A Fashion Degree: A Fashion Faux Pas?

Fashion school or no fashion school? While various magazines have debated the value of these degrees, let’s discuss what it’s actually like to be an international student who is studying in one of the top 10 fashion institutions of the world. Why do almost all of them end up questioning its worth once they've completed the course? They aren't undermining the importance of an education. But when tuition fees cost approximately £17,000 per year for a BA/MA degree, one can’t help but notice flaws in the system - do you get your money’s worth? And as any management student would ask, “What is the return on investment?” Honestly, I’m beginning to wonder. 

Photo by BratzCollector

Photo by BratzCollector

Almost a year after graduating with a masters in fashion journalism from the prestigious London College of Fashion (LCF), I’ve had the luxury to reflect on my time there - right from the application process to the graduation ceremony I could not be a part of. Here’s my two cents on the matter, and I’m assuming my fellow classmates would concur: 

Scholarships are hard to come by, especially if you're an Indian student. Primarily since it’s simply not available to Indians wishing to pursue the course I did. Whatever happened to encouraging learning no matter where you come from? But it’s not all bad, if you can afford it. The faculty is truly talented and I adore them. Our guest lecturers were of the same, if not of a higher caliber. Professors aren't the issue here, the moneymaking structure of universities are. 

During the length of the course (15 months), we wrote two articles. Who would've guessed that being a fashion journalist was that easy! In a survey conducted and published by The Business of Fashion, a Central Saint Martin alumnus has been quoted saying: “There is a lot of controversy around the training at Saint Martins though, like the fact that we didn't have a single technical class or business course throughout our BA. If you want to have that, you are told you can go somewhere else.” I guess the MA fashion journalism students shouldn't complain, we did write two articles as opposed to none.

When you do finally make it to the very end, working on your final project keeping the library’s closing time and their summer/winter break in mind, it feels great. And the moment every student waits for - graduation. The time to decide which pair of heels you can pair up with the robe. That’s when an international students luck runs out. Mainly because it’s held five months after the course has been completed and non EU and UK students are forced to go back to their respective countries due to the expiration of their visa. So in order for you to attend your own graduation ceremony, you would have to apply for a new visa, buy a return ticket and spend over £1,500 in doing so. That’s all. Easy peasy!

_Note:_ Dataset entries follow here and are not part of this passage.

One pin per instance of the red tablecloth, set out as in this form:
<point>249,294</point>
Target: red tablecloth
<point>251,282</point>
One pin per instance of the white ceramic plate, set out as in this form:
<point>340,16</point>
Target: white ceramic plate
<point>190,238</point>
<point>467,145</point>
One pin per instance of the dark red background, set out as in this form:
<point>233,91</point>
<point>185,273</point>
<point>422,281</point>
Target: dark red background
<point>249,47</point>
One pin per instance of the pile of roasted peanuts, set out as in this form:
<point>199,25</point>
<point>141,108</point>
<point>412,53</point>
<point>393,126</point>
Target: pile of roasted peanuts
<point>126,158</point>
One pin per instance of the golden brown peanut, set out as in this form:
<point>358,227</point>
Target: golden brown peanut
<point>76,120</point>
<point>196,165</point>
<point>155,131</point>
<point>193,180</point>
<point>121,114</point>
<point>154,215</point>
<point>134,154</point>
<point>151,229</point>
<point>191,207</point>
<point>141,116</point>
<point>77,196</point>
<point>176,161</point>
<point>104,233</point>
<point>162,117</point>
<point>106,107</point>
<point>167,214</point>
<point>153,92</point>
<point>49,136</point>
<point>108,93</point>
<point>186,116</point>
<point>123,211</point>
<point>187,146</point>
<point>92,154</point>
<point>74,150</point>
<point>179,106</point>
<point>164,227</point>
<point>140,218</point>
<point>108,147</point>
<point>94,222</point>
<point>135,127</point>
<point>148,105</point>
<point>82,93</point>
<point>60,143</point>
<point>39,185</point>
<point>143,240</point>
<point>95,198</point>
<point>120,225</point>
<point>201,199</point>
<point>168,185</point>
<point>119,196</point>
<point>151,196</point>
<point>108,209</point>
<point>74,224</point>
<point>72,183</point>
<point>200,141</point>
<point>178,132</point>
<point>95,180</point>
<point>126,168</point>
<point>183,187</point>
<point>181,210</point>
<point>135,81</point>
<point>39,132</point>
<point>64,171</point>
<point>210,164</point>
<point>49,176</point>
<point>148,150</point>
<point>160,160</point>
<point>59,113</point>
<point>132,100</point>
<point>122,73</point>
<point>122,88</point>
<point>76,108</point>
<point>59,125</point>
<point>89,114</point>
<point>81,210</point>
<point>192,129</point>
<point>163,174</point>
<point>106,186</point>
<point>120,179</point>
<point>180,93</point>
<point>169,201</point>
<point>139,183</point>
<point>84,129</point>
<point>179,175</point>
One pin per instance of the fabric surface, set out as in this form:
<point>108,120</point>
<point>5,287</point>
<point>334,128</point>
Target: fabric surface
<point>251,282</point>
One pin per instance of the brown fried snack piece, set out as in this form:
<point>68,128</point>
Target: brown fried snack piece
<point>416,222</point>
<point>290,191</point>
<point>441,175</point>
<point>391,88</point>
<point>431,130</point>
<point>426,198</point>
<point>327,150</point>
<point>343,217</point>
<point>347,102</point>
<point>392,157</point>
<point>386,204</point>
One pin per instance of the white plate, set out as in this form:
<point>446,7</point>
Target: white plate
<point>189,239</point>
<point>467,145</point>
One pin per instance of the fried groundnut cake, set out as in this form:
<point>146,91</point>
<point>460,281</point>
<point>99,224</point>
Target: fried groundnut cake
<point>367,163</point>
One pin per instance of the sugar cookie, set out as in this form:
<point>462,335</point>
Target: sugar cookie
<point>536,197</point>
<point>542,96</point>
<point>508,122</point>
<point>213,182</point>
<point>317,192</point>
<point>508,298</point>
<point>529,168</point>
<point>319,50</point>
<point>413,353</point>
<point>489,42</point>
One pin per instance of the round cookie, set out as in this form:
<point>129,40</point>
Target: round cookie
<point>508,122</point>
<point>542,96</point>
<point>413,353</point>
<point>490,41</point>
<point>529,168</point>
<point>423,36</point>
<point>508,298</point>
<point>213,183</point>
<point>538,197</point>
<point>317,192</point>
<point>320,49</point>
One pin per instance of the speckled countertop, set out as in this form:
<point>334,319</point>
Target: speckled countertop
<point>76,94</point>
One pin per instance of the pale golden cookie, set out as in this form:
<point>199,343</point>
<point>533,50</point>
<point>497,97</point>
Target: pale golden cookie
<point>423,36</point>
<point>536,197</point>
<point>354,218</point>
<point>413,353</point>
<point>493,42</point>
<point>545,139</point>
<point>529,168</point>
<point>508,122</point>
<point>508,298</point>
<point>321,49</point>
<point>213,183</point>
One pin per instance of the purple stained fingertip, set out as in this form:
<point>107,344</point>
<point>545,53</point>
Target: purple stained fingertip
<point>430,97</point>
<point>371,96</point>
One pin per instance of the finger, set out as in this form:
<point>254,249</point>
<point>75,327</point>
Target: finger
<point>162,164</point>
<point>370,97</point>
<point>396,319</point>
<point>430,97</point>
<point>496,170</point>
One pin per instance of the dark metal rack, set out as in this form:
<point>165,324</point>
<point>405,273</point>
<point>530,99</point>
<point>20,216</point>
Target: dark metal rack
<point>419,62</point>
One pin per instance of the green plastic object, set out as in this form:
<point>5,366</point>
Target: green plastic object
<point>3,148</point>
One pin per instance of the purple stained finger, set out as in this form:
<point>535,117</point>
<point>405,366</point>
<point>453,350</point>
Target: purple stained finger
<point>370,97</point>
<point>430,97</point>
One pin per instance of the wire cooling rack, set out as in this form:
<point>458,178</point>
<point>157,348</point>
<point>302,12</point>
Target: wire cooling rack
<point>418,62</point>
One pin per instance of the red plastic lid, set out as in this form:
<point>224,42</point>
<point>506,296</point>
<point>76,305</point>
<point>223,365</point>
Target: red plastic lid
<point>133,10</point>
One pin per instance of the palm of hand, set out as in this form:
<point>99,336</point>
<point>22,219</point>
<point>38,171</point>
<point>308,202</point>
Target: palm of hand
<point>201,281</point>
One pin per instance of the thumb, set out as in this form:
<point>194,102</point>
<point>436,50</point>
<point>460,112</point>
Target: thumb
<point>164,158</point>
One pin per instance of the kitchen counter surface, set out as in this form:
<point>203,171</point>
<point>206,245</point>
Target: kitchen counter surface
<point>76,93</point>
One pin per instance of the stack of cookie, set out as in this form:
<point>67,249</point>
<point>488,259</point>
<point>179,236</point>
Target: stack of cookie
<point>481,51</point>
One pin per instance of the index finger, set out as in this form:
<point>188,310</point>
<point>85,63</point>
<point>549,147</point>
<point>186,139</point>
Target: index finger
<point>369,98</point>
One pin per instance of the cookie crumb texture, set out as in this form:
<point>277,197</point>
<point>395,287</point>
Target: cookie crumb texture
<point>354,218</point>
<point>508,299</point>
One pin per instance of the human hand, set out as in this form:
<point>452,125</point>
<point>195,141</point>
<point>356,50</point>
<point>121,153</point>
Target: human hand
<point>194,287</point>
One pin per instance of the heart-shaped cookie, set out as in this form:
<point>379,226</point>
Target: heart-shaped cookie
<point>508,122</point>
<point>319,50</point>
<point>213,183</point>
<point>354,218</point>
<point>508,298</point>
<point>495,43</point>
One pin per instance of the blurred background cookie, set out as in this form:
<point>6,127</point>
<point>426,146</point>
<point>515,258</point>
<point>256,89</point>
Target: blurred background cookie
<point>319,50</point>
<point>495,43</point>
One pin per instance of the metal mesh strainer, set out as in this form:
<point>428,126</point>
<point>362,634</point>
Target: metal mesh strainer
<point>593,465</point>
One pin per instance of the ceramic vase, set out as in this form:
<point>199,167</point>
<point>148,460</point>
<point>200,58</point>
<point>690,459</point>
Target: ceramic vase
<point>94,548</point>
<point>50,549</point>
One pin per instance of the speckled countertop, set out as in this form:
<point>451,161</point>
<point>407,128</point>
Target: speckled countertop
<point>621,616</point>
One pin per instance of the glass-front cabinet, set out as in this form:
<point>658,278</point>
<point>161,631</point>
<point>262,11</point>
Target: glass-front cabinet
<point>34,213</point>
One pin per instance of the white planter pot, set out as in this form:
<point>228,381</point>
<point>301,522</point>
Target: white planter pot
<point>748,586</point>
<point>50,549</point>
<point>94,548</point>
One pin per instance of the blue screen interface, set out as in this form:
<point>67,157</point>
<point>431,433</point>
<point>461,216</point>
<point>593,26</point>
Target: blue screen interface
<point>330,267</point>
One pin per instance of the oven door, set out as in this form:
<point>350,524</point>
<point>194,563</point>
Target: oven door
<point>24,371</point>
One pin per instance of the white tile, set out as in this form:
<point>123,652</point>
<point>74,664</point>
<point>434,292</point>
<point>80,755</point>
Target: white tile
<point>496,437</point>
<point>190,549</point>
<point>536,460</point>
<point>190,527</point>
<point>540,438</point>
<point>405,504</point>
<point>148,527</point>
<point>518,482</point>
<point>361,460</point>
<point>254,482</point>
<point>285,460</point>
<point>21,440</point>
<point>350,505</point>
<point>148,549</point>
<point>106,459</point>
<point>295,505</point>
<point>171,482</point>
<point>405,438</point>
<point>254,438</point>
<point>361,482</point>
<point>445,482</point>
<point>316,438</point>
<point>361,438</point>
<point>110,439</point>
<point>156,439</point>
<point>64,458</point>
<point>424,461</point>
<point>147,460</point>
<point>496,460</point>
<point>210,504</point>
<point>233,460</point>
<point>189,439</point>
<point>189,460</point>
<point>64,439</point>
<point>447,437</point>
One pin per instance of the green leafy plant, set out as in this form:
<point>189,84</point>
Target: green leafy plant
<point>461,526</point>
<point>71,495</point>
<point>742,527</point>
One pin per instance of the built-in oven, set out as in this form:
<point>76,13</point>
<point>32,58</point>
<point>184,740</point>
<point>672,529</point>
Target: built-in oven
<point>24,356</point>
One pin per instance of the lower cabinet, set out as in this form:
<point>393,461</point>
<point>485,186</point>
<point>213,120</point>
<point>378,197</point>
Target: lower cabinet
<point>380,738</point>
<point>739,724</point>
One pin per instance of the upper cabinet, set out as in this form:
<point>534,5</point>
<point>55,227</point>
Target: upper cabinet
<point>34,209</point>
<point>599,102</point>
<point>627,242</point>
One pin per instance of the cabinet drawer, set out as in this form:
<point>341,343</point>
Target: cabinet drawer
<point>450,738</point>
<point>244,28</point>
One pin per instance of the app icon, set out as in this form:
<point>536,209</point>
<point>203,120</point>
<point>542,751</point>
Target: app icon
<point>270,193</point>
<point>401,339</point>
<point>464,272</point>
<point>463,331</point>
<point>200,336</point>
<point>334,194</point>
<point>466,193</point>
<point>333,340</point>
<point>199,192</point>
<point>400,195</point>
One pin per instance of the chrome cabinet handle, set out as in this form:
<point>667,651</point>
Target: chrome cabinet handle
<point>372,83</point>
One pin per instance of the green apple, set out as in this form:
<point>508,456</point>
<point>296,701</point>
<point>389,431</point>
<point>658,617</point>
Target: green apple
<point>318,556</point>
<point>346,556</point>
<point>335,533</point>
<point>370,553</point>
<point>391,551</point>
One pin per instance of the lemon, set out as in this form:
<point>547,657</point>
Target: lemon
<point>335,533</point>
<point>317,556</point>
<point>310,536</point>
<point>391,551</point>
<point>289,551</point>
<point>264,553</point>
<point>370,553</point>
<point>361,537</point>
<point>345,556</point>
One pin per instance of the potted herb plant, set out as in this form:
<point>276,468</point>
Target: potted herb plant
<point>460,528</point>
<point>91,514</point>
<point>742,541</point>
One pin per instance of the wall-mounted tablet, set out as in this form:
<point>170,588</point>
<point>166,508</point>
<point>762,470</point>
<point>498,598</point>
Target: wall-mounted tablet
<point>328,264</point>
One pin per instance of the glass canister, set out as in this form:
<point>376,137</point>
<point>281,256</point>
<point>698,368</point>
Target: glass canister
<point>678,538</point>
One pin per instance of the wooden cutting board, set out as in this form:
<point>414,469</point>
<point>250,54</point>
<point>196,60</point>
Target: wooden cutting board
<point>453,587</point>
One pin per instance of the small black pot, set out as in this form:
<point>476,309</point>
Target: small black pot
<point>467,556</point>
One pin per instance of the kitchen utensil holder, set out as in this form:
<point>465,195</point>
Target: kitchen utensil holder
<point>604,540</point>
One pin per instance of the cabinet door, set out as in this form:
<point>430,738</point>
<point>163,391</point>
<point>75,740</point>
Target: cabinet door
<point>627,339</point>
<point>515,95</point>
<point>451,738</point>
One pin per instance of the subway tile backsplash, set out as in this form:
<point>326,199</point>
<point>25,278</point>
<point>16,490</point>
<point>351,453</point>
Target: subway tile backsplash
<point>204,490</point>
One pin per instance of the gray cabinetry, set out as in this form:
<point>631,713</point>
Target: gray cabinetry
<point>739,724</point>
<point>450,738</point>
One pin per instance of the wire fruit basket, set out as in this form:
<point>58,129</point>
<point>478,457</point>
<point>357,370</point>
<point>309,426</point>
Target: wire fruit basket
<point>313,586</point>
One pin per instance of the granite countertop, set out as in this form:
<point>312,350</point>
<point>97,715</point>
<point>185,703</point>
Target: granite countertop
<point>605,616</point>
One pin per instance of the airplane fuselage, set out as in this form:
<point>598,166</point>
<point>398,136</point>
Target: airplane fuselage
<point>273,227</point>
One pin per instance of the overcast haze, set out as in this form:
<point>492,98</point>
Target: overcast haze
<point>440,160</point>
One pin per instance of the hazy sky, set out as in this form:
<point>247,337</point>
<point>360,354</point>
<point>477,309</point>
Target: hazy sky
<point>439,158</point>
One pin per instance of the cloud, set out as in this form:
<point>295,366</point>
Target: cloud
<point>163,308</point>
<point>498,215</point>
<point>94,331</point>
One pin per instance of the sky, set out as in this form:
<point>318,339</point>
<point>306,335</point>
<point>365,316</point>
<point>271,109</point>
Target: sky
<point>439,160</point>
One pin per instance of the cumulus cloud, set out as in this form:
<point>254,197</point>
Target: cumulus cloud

Now the exciting part. Jobs. And yes, we’re all aware about the demand vs supply argument of fashion schools across the globe - who churn out fashion professionals at a higher rate than employment opportunities available in this current market. So how do universities help their students? And how do the university student recruitment centres fair? After attending a bunch of their seminars, only to learn that most of the jobs available were for students other than my course (fashion journalism), needless to say, they are unsatisfactory.

Some say that they could’ve gotten the same exposure doing a summer course and saved a lot of money. Whereas others make sure they make the best of the hand that has been dealt. “I wasn't happy at that time because there is no guidance and not enough ‘teaching’, says Helen Woltering, a London College of Fashion Alumnus. “But looking back, I feel that this freedom can be a good thing because it forces you to get out of your comfort zone. The most valuable thing is the environment - you are amongst like-minded, highly motivated and creative people and you won’t find that anywhere else.” What did I take back from my stint at fashion school? Unmet expectations, a depleted bank account and the overarching quest to somehow make it all worth it. So is a fashion degree worth investing in? I guess it’s all about perspective. Whether you're the glass half full or half empty kind of person.